The NBFCs have further requested that loan pools that have been sold to banks through securitisation transactions must also qualify for the moratorium, subject to investor approval.
The non-banking financial company (NBFC) industry has requested the Reserve Bank of India (RBI) for some leeway in the terms of the loan moratorium announced last month. The industry is seeking that the cut-off date for non-banks to access the moratorium be extended beyond February 29, 2020, and that securitised loan pools also be made eligible for it.
Ramesh Iyer, vice chairman and MD, Mahindra & Mahindra Financial Services (MMFS), told analysts over a conference call on Monday that the industry has asked the regulator to issue some sort of directions to banks to support all NBFCs and not leave mid-sized and small firms high and dry. “In the moratorium dispensation, there has been talk around how the balances for February do not qualify for the moratorium. Most of us who are in the transportation business have been representing to say that March is the month when the government bills get settled, when transporter settlements happen and therefore if they could not transact it is unreasonable to not provide them with that support,” Iyer said.
He added that the authorities have responded well to this input and the industry expects directions to be issued around it.

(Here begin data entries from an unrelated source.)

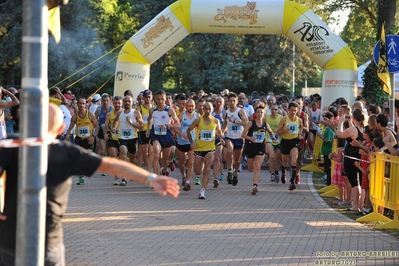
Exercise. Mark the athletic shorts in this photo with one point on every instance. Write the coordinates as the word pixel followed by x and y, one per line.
pixel 237 143
pixel 184 148
pixel 165 144
pixel 203 153
pixel 113 143
pixel 84 143
pixel 288 144
pixel 142 138
pixel 130 145
pixel 100 134
pixel 252 150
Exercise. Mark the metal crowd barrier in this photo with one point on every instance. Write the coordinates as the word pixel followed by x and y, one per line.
pixel 384 190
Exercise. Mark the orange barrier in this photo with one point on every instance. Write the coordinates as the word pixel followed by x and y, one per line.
pixel 317 161
pixel 384 190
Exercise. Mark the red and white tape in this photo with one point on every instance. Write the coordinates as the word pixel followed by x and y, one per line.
pixel 12 143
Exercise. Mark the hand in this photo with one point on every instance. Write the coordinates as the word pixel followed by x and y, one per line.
pixel 165 186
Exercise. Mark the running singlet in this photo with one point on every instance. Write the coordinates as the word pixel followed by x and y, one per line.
pixel 234 131
pixel 205 135
pixel 84 127
pixel 293 127
pixel 103 116
pixel 259 133
pixel 161 117
pixel 144 113
pixel 220 118
pixel 273 123
pixel 126 130
pixel 184 125
pixel 116 135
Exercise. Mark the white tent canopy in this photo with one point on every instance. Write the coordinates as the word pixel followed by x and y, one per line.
pixel 360 73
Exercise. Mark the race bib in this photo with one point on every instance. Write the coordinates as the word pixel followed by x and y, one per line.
pixel 127 133
pixel 207 135
pixel 234 127
pixel 84 131
pixel 259 136
pixel 159 131
pixel 293 128
pixel 271 140
pixel 116 134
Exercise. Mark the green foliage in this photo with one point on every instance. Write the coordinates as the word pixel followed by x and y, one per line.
pixel 372 90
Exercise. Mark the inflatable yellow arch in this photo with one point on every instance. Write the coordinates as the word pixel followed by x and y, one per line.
pixel 183 17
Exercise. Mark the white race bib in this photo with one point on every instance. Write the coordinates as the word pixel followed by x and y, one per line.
pixel 159 131
pixel 259 136
pixel 207 135
pixel 84 131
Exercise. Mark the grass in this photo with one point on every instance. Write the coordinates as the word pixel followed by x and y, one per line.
pixel 332 203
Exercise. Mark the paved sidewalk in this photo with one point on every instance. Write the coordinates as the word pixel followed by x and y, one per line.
pixel 110 225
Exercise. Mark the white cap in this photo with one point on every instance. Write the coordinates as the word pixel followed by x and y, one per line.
pixel 96 97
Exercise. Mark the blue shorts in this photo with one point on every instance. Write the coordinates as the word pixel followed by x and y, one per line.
pixel 237 143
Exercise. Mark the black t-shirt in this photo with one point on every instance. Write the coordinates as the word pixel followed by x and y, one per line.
pixel 64 161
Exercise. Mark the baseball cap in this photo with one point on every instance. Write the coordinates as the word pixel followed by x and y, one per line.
pixel 69 97
pixel 96 97
pixel 147 93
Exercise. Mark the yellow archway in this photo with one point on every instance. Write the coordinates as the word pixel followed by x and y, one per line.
pixel 288 18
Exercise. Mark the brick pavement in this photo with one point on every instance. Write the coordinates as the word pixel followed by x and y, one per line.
pixel 109 225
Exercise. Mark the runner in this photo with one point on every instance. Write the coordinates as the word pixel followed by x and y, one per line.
pixel 218 113
pixel 129 122
pixel 205 127
pixel 161 131
pixel 86 129
pixel 255 138
pixel 234 121
pixel 273 146
pixel 184 149
pixel 112 132
pixel 146 150
pixel 290 129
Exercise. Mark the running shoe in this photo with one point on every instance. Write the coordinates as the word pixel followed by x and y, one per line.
pixel 215 183
pixel 235 180
pixel 229 177
pixel 297 179
pixel 187 186
pixel 202 194
pixel 197 181
pixel 172 166
pixel 283 179
pixel 221 177
pixel 254 190
pixel 81 181
pixel 123 182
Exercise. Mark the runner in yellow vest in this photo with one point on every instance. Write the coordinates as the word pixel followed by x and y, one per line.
pixel 290 129
pixel 206 127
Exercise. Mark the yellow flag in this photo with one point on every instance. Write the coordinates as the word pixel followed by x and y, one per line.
pixel 54 23
pixel 382 70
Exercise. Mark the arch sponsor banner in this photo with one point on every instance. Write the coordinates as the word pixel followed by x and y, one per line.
pixel 315 38
pixel 159 36
pixel 130 76
pixel 237 16
pixel 338 83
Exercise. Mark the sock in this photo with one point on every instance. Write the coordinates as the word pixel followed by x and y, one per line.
pixel 293 173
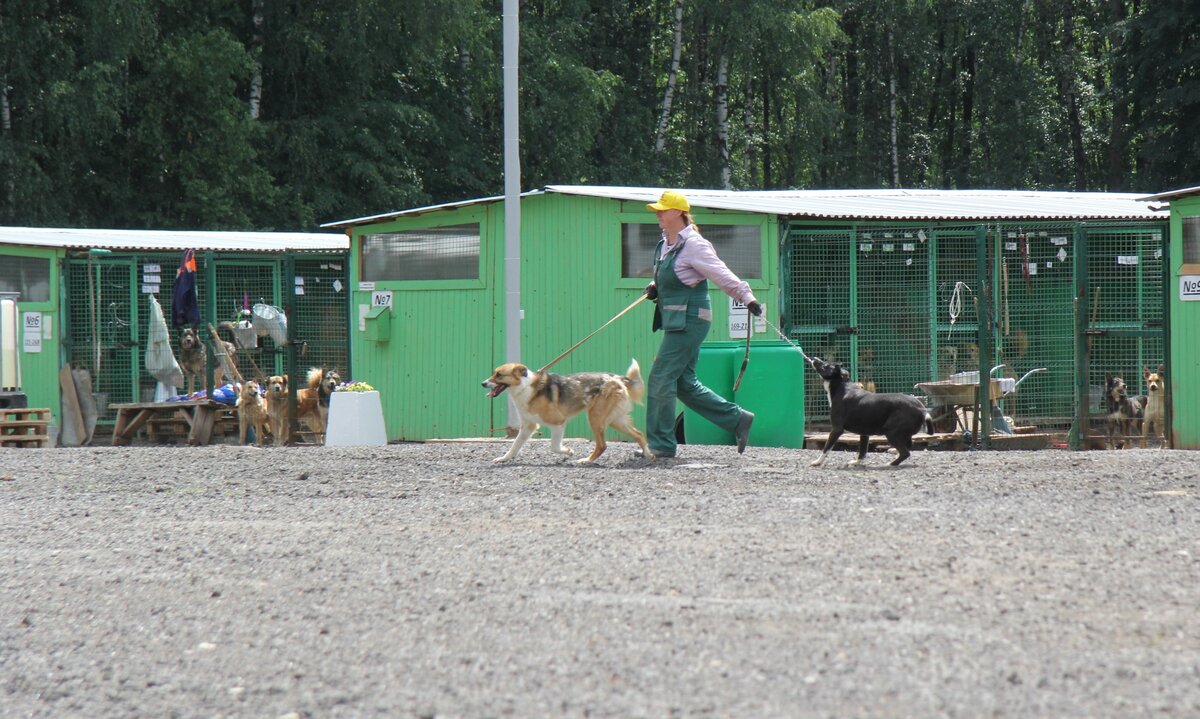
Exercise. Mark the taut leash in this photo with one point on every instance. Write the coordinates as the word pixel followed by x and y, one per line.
pixel 784 337
pixel 636 303
pixel 745 360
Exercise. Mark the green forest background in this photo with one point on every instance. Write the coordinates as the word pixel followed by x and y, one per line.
pixel 269 114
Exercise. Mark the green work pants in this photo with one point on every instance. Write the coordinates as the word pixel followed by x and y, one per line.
pixel 672 376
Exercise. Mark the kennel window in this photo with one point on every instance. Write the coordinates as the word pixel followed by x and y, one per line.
pixel 30 276
pixel 1192 240
pixel 738 245
pixel 449 252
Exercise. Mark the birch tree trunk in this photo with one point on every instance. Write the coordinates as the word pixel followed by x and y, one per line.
pixel 256 49
pixel 1071 96
pixel 750 159
pixel 892 108
pixel 661 137
pixel 723 118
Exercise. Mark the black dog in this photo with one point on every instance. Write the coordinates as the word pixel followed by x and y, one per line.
pixel 1122 413
pixel 855 409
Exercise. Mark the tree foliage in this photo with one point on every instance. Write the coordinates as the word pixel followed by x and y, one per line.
pixel 138 113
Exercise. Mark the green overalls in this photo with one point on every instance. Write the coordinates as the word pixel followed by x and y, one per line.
pixel 684 315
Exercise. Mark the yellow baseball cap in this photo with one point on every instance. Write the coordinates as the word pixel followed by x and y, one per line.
pixel 671 199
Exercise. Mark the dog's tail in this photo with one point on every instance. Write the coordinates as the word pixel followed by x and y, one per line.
pixel 634 382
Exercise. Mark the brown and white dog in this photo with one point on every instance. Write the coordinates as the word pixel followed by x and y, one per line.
pixel 553 400
pixel 251 412
pixel 277 407
pixel 1122 413
pixel 193 358
pixel 1155 407
pixel 312 402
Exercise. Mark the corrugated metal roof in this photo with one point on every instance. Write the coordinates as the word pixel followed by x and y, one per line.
pixel 153 239
pixel 900 204
pixel 864 204
pixel 414 211
pixel 1173 195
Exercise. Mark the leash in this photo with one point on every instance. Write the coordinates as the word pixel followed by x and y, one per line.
pixel 636 303
pixel 785 339
pixel 745 360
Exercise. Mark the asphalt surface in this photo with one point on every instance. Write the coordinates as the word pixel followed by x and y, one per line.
pixel 421 580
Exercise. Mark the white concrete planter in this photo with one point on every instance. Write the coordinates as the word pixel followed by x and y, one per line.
pixel 355 419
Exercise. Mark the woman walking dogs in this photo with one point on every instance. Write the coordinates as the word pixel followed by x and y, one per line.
pixel 684 262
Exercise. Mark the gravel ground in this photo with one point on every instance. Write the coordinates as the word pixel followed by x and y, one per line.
pixel 420 580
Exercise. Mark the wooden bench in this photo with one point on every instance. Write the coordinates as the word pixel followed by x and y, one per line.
pixel 198 415
pixel 24 427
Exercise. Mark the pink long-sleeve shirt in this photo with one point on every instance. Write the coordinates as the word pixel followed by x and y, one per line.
pixel 699 259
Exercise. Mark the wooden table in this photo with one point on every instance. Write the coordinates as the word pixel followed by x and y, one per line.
pixel 199 414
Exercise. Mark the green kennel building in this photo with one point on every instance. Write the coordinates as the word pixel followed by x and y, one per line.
pixel 83 301
pixel 901 286
pixel 1183 299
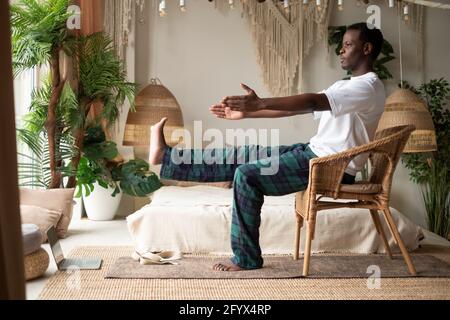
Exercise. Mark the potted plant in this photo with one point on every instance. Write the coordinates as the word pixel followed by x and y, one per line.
pixel 432 170
pixel 59 114
pixel 102 179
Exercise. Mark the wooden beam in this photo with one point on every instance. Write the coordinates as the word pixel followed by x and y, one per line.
pixel 12 276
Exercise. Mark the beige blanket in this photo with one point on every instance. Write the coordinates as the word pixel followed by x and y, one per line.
pixel 198 219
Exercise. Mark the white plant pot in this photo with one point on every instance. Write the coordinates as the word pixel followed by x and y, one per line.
pixel 100 205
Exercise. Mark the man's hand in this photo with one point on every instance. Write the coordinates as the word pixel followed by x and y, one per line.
pixel 224 112
pixel 248 103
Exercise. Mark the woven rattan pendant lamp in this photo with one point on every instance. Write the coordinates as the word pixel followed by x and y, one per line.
pixel 153 103
pixel 404 107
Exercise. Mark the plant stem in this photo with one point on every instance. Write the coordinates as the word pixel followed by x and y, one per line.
pixel 50 124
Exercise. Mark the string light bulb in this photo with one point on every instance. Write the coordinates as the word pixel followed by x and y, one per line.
pixel 406 12
pixel 182 6
pixel 162 8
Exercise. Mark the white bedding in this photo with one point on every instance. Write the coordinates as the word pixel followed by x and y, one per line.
pixel 198 219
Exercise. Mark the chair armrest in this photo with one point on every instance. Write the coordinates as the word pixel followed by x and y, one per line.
pixel 326 173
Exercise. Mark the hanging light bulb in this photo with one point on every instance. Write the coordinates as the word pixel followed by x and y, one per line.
pixel 406 12
pixel 286 5
pixel 162 8
pixel 305 4
pixel 182 6
pixel 319 4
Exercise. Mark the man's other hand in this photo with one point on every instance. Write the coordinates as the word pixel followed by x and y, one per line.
pixel 223 112
pixel 248 103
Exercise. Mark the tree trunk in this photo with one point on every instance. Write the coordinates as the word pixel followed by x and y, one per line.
pixel 79 139
pixel 50 124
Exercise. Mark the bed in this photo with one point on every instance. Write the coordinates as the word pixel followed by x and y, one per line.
pixel 198 219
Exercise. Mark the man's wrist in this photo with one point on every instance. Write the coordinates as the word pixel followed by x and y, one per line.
pixel 262 105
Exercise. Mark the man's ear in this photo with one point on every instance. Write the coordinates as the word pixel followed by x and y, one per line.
pixel 368 48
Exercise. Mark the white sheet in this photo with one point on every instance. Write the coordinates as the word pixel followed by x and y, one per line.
pixel 198 219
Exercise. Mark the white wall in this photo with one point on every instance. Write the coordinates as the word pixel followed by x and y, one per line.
pixel 203 54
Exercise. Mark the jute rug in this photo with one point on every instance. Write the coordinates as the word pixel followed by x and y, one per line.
pixel 278 267
pixel 93 285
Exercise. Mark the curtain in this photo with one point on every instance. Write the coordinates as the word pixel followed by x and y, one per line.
pixel 12 274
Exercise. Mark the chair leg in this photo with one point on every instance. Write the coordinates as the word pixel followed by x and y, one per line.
pixel 297 236
pixel 307 254
pixel 396 235
pixel 380 231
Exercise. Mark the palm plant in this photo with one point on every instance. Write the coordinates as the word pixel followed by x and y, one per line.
pixel 39 36
pixel 432 170
pixel 34 166
pixel 101 79
pixel 59 115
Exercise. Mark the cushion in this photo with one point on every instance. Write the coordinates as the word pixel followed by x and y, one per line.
pixel 365 188
pixel 36 264
pixel 31 238
pixel 42 217
pixel 53 199
pixel 178 183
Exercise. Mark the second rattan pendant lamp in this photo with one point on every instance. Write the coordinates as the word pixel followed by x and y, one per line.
pixel 404 107
pixel 153 103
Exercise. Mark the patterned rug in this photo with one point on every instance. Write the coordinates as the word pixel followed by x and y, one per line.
pixel 92 284
pixel 279 267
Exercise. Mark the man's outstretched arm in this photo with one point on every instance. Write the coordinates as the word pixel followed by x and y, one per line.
pixel 299 104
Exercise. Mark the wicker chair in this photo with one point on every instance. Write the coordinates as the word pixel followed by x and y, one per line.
pixel 325 181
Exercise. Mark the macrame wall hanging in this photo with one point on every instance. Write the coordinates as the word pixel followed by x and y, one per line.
pixel 283 38
pixel 119 17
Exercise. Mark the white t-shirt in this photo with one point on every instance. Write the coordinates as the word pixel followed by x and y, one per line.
pixel 356 108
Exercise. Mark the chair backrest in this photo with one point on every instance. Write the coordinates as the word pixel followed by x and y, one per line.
pixel 385 157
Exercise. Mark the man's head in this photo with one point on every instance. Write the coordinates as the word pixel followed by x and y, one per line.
pixel 361 45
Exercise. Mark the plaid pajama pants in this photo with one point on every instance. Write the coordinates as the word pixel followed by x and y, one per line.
pixel 249 185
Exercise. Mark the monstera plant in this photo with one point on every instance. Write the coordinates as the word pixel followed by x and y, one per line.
pixel 56 128
pixel 98 165
pixel 432 170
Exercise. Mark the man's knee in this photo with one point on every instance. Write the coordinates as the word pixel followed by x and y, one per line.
pixel 243 174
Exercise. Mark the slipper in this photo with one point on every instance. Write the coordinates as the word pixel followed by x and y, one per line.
pixel 162 257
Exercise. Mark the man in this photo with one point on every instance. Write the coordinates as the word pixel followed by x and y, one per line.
pixel 349 110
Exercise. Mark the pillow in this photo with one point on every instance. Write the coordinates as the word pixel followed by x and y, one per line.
pixel 52 199
pixel 31 238
pixel 42 217
pixel 178 183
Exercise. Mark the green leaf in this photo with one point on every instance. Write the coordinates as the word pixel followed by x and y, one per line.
pixel 136 179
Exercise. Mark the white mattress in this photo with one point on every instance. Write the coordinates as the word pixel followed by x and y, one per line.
pixel 198 219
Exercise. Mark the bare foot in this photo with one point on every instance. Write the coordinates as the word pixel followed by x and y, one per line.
pixel 226 267
pixel 157 142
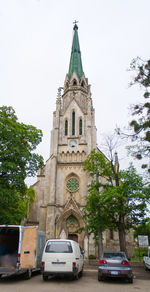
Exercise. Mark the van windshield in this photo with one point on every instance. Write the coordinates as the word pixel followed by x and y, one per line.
pixel 59 247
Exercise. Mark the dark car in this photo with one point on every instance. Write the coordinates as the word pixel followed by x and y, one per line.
pixel 114 265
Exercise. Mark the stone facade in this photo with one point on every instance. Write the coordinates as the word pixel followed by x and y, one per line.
pixel 61 184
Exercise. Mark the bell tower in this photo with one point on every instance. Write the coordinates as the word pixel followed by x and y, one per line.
pixel 62 184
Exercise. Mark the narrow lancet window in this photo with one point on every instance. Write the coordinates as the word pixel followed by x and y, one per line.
pixel 73 123
pixel 66 127
pixel 80 127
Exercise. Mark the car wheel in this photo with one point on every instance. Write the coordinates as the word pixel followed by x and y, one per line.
pixel 130 280
pixel 45 278
pixel 76 277
pixel 28 274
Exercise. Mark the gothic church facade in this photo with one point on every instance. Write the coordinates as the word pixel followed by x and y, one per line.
pixel 61 184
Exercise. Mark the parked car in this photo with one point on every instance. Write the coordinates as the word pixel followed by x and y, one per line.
pixel 62 257
pixel 114 265
pixel 146 260
pixel 21 249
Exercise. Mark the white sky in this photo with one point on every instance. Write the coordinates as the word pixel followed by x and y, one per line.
pixel 35 46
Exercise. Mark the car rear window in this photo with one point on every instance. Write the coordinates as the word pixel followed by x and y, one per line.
pixel 58 247
pixel 113 255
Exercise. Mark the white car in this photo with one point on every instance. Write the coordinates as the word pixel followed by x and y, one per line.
pixel 62 257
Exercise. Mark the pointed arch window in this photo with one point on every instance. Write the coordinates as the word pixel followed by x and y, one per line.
pixel 74 82
pixel 66 127
pixel 73 123
pixel 80 127
pixel 82 83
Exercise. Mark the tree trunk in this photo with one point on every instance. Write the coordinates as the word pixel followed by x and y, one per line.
pixel 100 243
pixel 121 231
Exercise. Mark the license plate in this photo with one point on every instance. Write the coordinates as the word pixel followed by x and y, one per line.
pixel 114 273
pixel 58 263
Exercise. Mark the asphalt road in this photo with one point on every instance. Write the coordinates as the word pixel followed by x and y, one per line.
pixel 88 283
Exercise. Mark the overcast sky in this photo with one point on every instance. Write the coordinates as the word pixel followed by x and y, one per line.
pixel 35 46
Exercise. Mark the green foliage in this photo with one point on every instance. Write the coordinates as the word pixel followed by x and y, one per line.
pixel 16 206
pixel 17 161
pixel 143 229
pixel 116 200
pixel 141 112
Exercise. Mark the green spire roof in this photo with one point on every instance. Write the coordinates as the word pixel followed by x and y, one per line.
pixel 75 59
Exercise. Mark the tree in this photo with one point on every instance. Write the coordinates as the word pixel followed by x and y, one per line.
pixel 143 229
pixel 140 124
pixel 118 198
pixel 16 207
pixel 17 160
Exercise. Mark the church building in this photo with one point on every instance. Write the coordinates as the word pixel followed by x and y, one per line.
pixel 62 184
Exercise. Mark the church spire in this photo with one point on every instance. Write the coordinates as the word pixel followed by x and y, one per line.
pixel 75 59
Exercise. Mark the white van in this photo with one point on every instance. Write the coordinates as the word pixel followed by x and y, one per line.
pixel 21 249
pixel 62 257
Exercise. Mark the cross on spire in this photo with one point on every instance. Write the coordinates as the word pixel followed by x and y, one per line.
pixel 75 24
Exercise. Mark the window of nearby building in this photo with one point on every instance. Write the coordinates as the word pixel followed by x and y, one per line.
pixel 80 127
pixel 73 123
pixel 66 127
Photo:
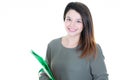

Iyer is also the chairman of the Finance Industry Development Council (FIDC), a representative body of lending NBFCs.
The NBFCs have further requested that loan pools that have been sold to banks through securitisation transactions must also qualify for the moratorium, subject to investor approval. As for retail borrowers who are opting for the loan moratorium, Iyer said the company has observed a clear distinction between two sets of borrowers – one comprised of small-time professionals who have the means to repay their loans and the other comprised of borrowers who are suffering a more severe loss of income and therefore need the three-month breather. There are also parts of the country where the impact is relatively lesser than others and the borrowers there are seeking a one-month deferment against a three-month one. “So, we see two kinds of disparity – one is product and customer segment-based, and the other is geographical,” Iyer said, adding that MMFS is carrying out a district-wise survey of accounts to ascertain where the negative impact of the lockdown could be higher.